THE STORY – Three children are brought together when their mother refuses to move from a couch in a furniture store.
THE CAST – Ewan McGregor, Rhys Ifans, Taylor Russell, Ellen Burstyn, Lara Flynn Boyle & F. Murray Abraham
THE TEAM – Niclas Larsson (Director/Writer)
THE RUNNING TIME – 96 Minutes
What to do with “Mother, Couch?” A simple plot description makes it sound like a quirky dramedy: While visiting a closing furniture store, sadsack David (Ewan McGregor) finds his life thrown into disarray when his elderly mother (Ellen Burstyn) sits on a couch and refuses to get up. His siblings (Rhys Ifans and Lara Flynn Boyle) are no help, and the shop staff (Taylor Russell and F. Murray Abraham) are initially accommodating but expect to be paid. This does not in any way prepare you for the experience of actually watching the film, though. Niclas Larsson’s film goes from merely odd to batshit insane rather quickly, leaving an unprepared audience stranded in a surreal adventure that makes so little sense they’ll be struggling to follow what’s happening.
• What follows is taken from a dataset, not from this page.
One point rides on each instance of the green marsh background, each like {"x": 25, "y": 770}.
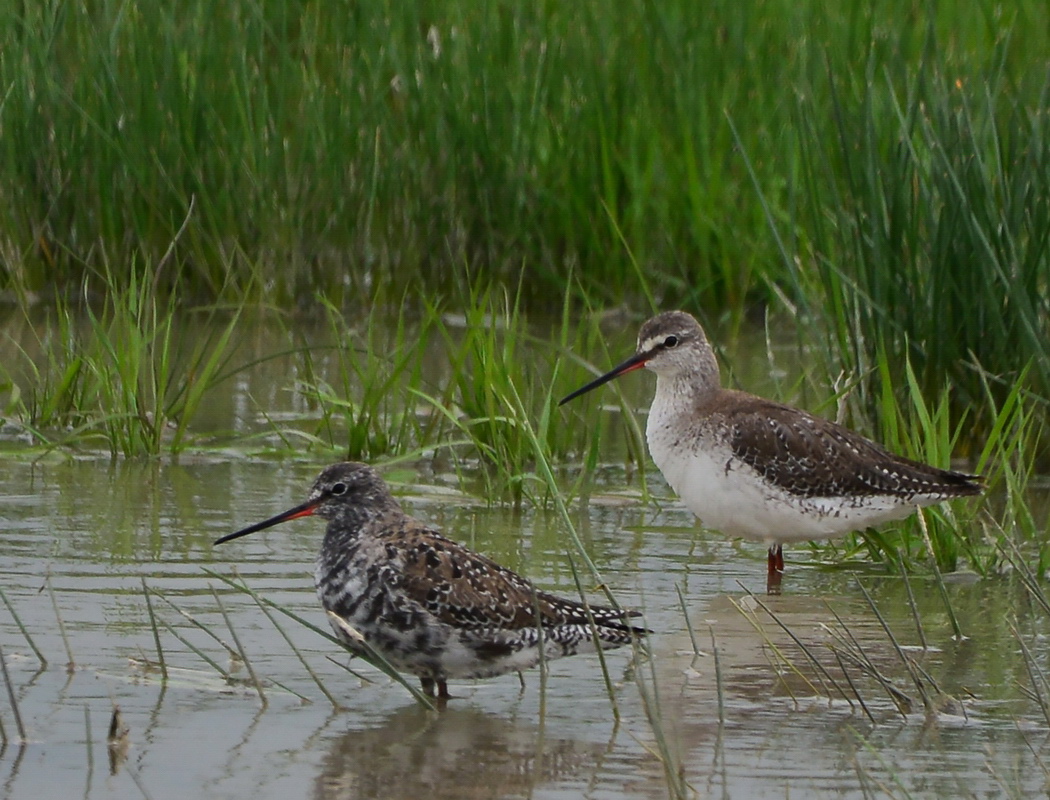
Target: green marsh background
{"x": 289, "y": 232}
Frustratingly, the film keeps teasing that it is leading up to a big what’s-it-all-about reveal, but it never comes. Pointed lines about the characters’ relationships and events from their past abound. Still, there is no context for what they are pointing toward, and Larsson’s screenplay is resolutely uninterested in fully explaining itself. While there isn’t anything inherently wrong with that, “Mother, Couch” offers so little context that it becomes impenetrable. At a certain point, it becomes impossible to tell not only if the events we are witnessing on screen are real or in the character’s heads but also which characters we are meant to identify with on this particular stage of the journey.
For a film like this to work, it has to have a strong, solid point of view that the audience can always grab onto when everything gets so crazy. Earlier this year, Ari Aster was able to do this in his epic “Beau Is Afraid,” which at least kept every moment grounded in its main character’s perspective and provided context clues to piece together the backstory while keeping the actual story legible. On the other hand, Larsson offers only the fact of who the main characters are to each other for the audience to use as an anchor, diving headlong into surrealistic imagery and dialogue in a way that pushes the audience away instead of inviting them to lean in. Even at the film’s end, it is unclear what actually happened and who exactly it happened to. This goes beyond questions of what is “real” or isn’t and to such important matters as why what is happening is happening and why we are watching it. When the film begins trotting out labored symbolism about David having a knife in his back, it is clear that the film has not fully worked out what it wants to be and do, or at least how it wants to be about what it’s about.
The film does have an ace up its sleeve, though, in the form of Ewan McGregor, who delivers one of his best performances as the ever-more-stressed David. Faced with being the one sane man in a world gone mad, McGregor slowly ratchets up David’s nervous intensity until he is at a fever pitch, plumbing the depths of his soul to come up with an emotional arc that is palpable even if the story supporting it makes no sense. The actor has always had a sense of vulnerability that makes him instantly relatable, which is a godsend here. When so much of what is happening onscreen is this surreal, having someone with McGregor’s infinitely likable presence at least helps to put us in his shoes, growing as confused and frustrated as David does as things get weirder and weirder.
The problem is that at least David knows everything he’s dealing with, even if his subconscious has difficulty processing everything. On the other hand, the audience only knows what he tells us, which amounts to the fact that his mother wasn’t the greatest and that he never knew his siblings growing up as they had different fathers. While the entire cast is committed to everything they’re being asked to do, it’s in service of a script that absolutely does not care about the audience and their ability to understand what is happening. “Mother, Couch” is presented less as a puzzle for the audience to solve than as a trip for them to be taken on, a trip where only the pilot knows the flight plan and the windows are completely obscured. And also, there might not be a plane. Or a destination. That could be invigorating in the right hands, but it’s just enervating here.